Bagna Cauda (Anchovy and Garlic Dip) is a classic Piedmont dish, best enjoyed with Grissini, Turin breadsticks. Bagna Cauda is easy to make, but if you want to do it right, you have to keep it simmering. You migh enjoy this dish with a Barbera del Monferrato DOC or a Dolcetto d’Acqui DOC, both Piedmont wines.

If your budget is unlimited why not try Brasato al Barolo (Braised Beef with Barolo) that calls for a bottle of this fine, fine wine for two pounds of top round beef? Marinate the mixture for 12 to 24 hours. For a special treat, lard the meat with pancetta, Italian bacon, before marinating. Obviously Barolo DOCG is the first choice for the wine pairing. Other good choices are the Taurasi DOCG from Campania at the southern end of Italy or the Valtellina Superiore DOCG from neighboring Lombardy. I would be tempted to cook the beef in one of these other wines and drink the Barolo.

Can you guess what is the special ingredient in Risotto al Barolo? Make sure to use high-quality Italian rice, extra-virgin olive oil, and plenty of Parmesan cheese. The good news is that for each cup and a half of rice you use only half a cup of Barolo. So there will be plenty of wine left to accompany this king of risottos.

A less expensive pasta dish is Tajarin in Bianco con Tartufi (Tagliatelle in Butter with Truffles), unless you get carried away with the truffles. Purists make the pasta from scratch. Enjoy it with a Piedmont Barbera d’Alba DOC or a Tuscan Rosso di Montepulciano DOC.
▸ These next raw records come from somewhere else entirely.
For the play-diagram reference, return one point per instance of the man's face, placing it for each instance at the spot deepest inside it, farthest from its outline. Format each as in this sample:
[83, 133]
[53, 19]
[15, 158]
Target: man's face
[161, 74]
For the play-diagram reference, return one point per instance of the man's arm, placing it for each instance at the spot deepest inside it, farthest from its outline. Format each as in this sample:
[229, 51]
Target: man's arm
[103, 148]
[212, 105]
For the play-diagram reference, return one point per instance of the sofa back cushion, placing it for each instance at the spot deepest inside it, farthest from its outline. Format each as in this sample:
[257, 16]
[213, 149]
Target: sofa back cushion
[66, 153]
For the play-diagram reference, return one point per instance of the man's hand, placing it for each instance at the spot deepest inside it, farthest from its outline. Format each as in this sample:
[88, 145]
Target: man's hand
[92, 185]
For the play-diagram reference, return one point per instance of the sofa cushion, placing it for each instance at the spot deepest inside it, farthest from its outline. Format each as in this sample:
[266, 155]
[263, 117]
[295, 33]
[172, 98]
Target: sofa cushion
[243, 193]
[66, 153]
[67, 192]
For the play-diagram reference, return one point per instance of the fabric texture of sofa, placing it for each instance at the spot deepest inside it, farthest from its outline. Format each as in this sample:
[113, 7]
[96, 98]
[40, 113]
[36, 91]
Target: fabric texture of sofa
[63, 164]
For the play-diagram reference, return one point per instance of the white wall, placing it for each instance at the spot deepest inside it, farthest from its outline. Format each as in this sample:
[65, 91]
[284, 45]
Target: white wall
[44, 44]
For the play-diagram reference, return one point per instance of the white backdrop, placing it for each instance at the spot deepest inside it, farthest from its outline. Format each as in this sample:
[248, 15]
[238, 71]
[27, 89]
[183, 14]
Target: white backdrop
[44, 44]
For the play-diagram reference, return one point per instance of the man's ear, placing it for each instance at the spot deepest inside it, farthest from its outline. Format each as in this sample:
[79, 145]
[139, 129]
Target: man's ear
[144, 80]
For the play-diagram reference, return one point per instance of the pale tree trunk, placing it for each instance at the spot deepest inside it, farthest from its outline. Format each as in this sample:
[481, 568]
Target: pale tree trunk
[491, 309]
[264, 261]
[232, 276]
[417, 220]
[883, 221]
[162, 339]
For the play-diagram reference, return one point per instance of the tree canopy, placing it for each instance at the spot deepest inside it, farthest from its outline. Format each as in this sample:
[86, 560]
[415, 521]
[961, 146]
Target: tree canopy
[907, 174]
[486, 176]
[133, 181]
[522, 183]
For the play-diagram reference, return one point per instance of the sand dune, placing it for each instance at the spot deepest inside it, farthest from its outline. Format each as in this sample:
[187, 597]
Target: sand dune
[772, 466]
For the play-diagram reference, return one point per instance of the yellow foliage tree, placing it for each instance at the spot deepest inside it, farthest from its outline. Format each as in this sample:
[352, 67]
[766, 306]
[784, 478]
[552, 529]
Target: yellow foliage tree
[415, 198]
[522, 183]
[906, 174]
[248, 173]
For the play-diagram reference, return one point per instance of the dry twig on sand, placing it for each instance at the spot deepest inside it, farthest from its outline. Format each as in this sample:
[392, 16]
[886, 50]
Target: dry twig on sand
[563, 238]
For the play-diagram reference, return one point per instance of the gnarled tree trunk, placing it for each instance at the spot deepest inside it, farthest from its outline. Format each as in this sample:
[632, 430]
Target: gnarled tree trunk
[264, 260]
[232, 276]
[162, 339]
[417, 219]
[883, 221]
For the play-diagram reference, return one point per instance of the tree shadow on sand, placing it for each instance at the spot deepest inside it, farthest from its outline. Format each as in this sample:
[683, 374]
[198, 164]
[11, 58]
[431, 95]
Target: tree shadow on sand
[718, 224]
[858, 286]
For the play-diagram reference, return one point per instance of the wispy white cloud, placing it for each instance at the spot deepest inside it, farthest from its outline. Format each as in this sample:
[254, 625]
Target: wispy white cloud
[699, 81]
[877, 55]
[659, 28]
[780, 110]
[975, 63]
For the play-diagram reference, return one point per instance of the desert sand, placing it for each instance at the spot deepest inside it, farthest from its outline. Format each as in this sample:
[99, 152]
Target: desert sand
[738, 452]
My mouth just waters at the thought of a Lepre al Vino Rosso (Hare in Civet). The unskinned hare is supposed to hang by its back legs in a dark place for three days. I would be willing to take my chances on substituting rabbit for the hare. Among the many suggested wine pairings include Aglianico del Vulture DOC from the southern region of Basilicata (try to get one made from grapes grown in volcanic soil), Tuscany’s Chianti Classico DOCG or Vino Nobile di Montepulciano DOCG, or Abruzzo’s Montepulciano d’Abruzzo Colline Termane DOCG. By the way, the latter two wines aren’t even based on the same grape. Aren’t Italian wines fun? Have you ever tasted a sparkling red wine? You should. An excellent choice is the Piedmont Brachetto d’Acqui DOCG also known as the Acqui DOCG. Enjoy it with Panetonne, a classic Italian Christmas cake, preferably one from The Piedmont.